Opinion & Analysis

A role for the Recovery and Resilience Facility in a new fiscal framework

Discussions on reforming European Union fiscal rules must consider a more permanent but targeted role for the Recovery and Resilience fund to meet climate ambitions.

EU countries used fiscal policy to deal with the health crisis and contain the economic fallout that followed. But the EU collectively has also provided a recovery plan with the creation of the Recovery and Resilience Facility (RRF).

A temporary suspension of the EU’s fiscal rules, known as the Maastricht rules, and the European Central Banks’s quantitative easing program that kept the cost of borrowing low, allowed all countries to access the markets, borrow and finance the very much needed stimulus.

But this cannot last forever. The Maastricht rules cannot remain suspended for much longer, nor can fiscal policy be used with quite the same freedom as it did since 2020. The European Commission has announced that the rules will be reinstated at the start of 2023.

Many now agree that while the rationale of the rules is crucial and still valid, they have not served their purpose well.  Fiscal policy has been underused in economic downturns, when it is actually needed the most, and similarly it has been overused in economic booms, when it is the time to build up buffers.

At the same time, the most obvious victim of fiscal consolidation has been public investment. In hard times when fiscal spending is cut, it is politically impossible to cut things like social security or health and education expenditure. It is much easier to cut public investments, the benefits of which are not visible for many years, a phenomenon known as the ‘tragedy of the horizons’.  So, investment has taken a big hit in the past 20 years, with especially highly indebted countries seeing a significant drop.

2022 offers an opportunity to reform the rules in order to correct this procyclical character of fiscal policy, without jeopardising the future level of welfare by postponing investment.
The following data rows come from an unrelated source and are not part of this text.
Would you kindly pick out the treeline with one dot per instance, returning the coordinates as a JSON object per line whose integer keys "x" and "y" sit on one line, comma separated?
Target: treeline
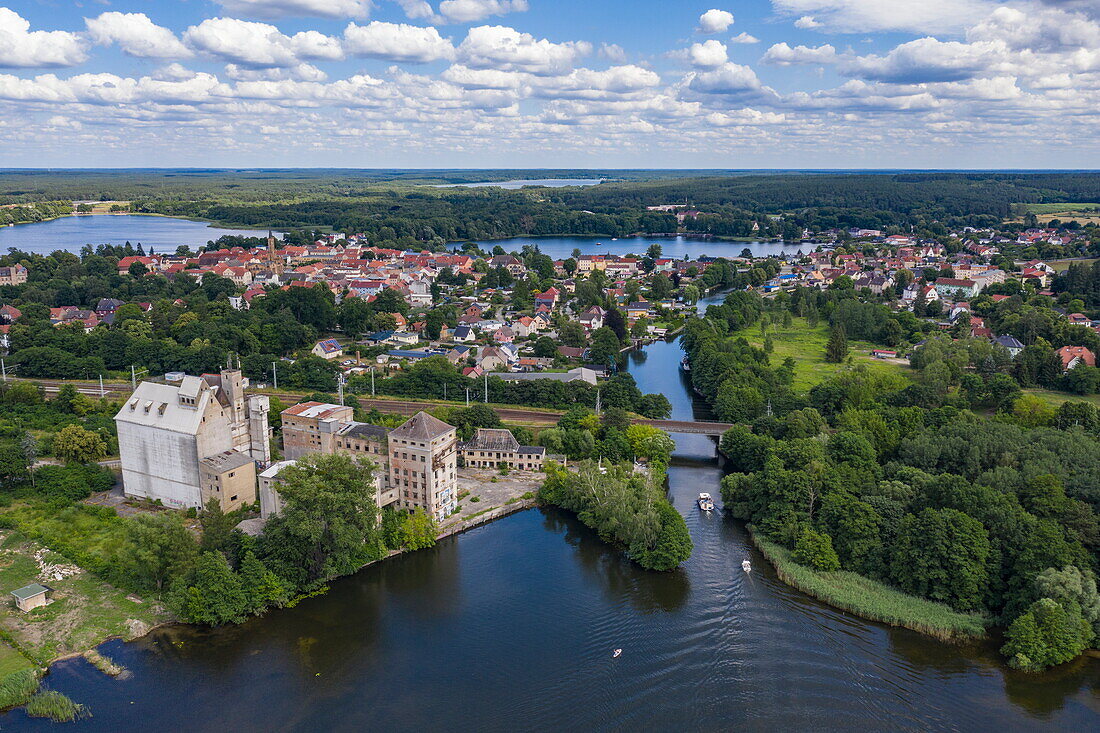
{"x": 628, "y": 509}
{"x": 36, "y": 211}
{"x": 899, "y": 481}
{"x": 399, "y": 215}
{"x": 437, "y": 379}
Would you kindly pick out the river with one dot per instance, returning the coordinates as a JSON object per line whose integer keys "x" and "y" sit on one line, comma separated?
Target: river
{"x": 164, "y": 234}
{"x": 512, "y": 626}
{"x": 70, "y": 233}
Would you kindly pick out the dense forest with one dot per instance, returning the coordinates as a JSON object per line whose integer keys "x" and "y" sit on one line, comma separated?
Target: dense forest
{"x": 908, "y": 481}
{"x": 408, "y": 208}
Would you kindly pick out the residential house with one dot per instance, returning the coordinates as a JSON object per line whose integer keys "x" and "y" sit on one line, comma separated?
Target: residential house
{"x": 1073, "y": 357}
{"x": 328, "y": 349}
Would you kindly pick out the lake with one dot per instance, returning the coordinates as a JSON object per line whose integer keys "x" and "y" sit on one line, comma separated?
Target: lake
{"x": 677, "y": 248}
{"x": 550, "y": 183}
{"x": 512, "y": 626}
{"x": 165, "y": 234}
{"x": 70, "y": 233}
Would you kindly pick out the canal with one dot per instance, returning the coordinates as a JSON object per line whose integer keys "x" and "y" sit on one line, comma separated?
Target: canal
{"x": 512, "y": 626}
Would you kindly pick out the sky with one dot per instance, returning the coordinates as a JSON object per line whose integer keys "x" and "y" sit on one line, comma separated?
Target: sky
{"x": 483, "y": 84}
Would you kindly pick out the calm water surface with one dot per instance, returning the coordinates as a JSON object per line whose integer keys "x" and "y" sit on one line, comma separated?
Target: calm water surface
{"x": 677, "y": 248}
{"x": 70, "y": 233}
{"x": 549, "y": 183}
{"x": 512, "y": 626}
{"x": 165, "y": 234}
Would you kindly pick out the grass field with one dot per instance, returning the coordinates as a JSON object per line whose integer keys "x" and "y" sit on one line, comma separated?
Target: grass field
{"x": 872, "y": 600}
{"x": 1056, "y": 208}
{"x": 1062, "y": 265}
{"x": 86, "y": 611}
{"x": 806, "y": 347}
{"x": 1082, "y": 212}
{"x": 1055, "y": 398}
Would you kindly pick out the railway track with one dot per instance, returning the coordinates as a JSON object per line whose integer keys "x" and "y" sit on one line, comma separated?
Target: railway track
{"x": 400, "y": 406}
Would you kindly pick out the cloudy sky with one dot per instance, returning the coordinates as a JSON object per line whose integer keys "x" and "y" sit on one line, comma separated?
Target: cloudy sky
{"x": 550, "y": 83}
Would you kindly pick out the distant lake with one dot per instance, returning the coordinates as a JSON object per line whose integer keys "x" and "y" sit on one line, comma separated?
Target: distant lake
{"x": 163, "y": 233}
{"x": 559, "y": 248}
{"x": 551, "y": 183}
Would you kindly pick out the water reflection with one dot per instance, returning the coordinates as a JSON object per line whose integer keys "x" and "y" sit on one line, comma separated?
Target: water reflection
{"x": 616, "y": 577}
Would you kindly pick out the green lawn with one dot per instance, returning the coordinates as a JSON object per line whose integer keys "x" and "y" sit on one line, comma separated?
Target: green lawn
{"x": 805, "y": 345}
{"x": 1055, "y": 398}
{"x": 1057, "y": 208}
{"x": 86, "y": 610}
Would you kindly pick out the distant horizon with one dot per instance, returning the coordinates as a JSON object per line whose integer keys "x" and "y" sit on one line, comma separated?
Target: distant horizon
{"x": 757, "y": 85}
{"x": 520, "y": 168}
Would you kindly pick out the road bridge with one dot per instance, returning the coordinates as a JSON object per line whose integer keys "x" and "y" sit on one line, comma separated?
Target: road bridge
{"x": 396, "y": 406}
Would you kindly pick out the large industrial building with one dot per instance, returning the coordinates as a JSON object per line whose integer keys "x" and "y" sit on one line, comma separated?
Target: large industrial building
{"x": 167, "y": 430}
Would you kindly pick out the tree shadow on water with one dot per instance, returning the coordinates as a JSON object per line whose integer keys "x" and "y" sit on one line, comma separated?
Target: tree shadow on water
{"x": 614, "y": 573}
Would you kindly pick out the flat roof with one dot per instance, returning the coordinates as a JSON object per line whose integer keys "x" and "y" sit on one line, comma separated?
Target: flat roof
{"x": 30, "y": 591}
But countries do not start with a clean slate, as many have high levels of debt. Even if future rules differentiate between current expenditures and investments, not all countries will be able to make the necessary investments at the speed and scale required. Delays and under-investments will be detrimental for the countries themselves but will also undermine the EU’s collective green ambitions.
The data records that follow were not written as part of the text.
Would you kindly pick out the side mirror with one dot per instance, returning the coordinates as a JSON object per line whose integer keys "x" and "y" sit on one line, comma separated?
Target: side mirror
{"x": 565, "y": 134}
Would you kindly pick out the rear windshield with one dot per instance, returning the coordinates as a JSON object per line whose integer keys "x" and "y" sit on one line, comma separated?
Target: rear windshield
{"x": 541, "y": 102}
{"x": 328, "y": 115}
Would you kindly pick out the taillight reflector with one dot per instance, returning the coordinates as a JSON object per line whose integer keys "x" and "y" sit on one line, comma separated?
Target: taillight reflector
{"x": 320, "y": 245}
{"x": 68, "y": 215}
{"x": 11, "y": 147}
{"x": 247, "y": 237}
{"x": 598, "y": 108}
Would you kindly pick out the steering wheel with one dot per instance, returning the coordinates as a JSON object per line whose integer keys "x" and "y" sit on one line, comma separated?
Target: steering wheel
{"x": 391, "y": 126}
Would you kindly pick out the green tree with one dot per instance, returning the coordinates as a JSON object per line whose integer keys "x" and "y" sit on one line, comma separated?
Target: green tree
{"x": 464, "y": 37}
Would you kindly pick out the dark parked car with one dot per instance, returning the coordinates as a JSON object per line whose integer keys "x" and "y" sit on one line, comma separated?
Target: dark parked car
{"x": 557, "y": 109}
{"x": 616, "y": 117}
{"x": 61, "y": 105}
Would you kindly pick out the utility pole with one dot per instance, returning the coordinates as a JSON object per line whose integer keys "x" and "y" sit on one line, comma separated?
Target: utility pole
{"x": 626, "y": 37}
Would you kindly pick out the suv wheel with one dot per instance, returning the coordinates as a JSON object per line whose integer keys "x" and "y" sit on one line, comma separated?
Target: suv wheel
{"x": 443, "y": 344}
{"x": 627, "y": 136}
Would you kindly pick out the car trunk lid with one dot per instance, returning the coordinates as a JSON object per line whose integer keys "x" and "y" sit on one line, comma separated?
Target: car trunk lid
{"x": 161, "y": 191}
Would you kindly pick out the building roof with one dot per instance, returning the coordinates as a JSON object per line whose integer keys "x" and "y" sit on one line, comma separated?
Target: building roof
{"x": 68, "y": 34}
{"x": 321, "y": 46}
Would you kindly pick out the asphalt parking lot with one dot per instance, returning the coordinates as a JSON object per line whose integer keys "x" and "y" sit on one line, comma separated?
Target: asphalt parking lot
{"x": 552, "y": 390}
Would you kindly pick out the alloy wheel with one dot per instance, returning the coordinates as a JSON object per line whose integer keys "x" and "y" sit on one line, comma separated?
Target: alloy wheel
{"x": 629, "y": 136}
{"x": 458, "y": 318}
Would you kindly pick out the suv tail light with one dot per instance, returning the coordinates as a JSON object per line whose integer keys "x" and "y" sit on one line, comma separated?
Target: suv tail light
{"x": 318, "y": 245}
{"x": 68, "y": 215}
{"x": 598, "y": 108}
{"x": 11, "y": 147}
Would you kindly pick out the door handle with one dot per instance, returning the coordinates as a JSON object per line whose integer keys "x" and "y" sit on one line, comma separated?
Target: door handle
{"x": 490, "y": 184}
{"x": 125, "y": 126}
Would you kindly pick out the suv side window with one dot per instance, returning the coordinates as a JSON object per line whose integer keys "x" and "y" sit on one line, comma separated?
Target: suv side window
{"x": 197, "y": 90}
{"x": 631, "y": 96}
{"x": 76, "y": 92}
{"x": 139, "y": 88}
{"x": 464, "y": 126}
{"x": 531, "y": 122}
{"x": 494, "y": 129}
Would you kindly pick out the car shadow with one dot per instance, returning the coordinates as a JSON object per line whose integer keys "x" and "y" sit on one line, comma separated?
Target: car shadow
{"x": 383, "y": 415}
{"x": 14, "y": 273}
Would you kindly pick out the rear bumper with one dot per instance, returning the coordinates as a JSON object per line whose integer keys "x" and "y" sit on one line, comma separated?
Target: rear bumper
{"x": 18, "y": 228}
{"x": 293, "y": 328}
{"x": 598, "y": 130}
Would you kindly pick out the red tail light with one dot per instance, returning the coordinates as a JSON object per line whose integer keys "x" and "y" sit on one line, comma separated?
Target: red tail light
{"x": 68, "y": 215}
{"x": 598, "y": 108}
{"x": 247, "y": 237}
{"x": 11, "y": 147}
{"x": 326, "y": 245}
This is where the RRF can make a difference. Indeed, this problem is not visible for the next five years while funds finance green and digital investments. The objective and scope of this instrument was precisely to help countries keep up a minimum level of ambition that is common to all and consistent with EU objectives, while allowing national funds to manage the pandemic.

But when the fund ends, national debts will become a real constraint. And it will be just as important then to continue with investments without risking fiscal sustainability for anyone.
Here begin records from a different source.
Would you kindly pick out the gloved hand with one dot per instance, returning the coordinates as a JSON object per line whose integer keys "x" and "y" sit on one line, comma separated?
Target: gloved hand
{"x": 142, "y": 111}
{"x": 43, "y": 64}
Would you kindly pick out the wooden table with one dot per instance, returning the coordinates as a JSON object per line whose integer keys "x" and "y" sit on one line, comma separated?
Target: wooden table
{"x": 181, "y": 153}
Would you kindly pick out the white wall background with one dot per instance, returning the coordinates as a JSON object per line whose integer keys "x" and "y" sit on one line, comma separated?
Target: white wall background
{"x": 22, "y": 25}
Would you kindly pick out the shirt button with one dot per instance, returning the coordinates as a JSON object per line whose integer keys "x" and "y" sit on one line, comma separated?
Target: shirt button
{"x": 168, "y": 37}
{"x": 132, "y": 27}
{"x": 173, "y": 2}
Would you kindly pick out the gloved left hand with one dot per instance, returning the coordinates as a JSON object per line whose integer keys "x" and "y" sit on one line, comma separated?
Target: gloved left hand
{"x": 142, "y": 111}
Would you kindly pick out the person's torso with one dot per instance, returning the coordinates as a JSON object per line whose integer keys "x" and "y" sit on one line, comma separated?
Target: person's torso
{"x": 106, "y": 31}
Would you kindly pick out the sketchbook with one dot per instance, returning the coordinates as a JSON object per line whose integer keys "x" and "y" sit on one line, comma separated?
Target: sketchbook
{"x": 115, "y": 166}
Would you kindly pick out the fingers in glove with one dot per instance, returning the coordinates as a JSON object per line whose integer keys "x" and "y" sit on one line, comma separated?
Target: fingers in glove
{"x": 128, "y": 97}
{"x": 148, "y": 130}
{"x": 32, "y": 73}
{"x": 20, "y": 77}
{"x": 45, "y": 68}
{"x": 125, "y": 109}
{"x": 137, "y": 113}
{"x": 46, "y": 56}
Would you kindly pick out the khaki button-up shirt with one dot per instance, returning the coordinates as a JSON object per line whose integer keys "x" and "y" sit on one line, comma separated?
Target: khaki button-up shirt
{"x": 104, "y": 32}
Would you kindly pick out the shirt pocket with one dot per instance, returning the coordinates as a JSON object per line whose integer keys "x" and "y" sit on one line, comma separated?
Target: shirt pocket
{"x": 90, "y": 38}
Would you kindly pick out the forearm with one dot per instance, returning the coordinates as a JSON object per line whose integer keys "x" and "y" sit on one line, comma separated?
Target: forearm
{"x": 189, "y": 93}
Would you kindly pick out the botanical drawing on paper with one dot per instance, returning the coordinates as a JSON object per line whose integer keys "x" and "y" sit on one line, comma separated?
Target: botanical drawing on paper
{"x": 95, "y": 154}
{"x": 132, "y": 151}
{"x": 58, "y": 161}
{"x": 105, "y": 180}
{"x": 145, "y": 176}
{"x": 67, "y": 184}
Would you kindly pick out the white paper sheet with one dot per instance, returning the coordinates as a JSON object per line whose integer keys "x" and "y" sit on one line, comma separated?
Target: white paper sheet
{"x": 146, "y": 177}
The RRF offers a good template for ensuring that the EU’s green and digital investments advance at a minimum pace that is high enough but also feasible for all. It thus helps avoid the tragedy of the horizons for those countries that will face constraints.  Additionally, as it is centrally monitored, it can reduce incentives to pass all investments as green (and hence not be subject to fiscal rules), known as greenwashing. Admittedly, the fund is currently in the process of being tested. But it has passed a big first political economy obstacle: that of being accepted as an instrument for sharing risks when it comes to European public goods.

The coming year offers an opportunity to rethink not only the fiscal rules but the broader fiscal framework. The EU can do that without having to invent new tools or structures but simply apply what is already available and in force in ways that are consistent with its ambitions.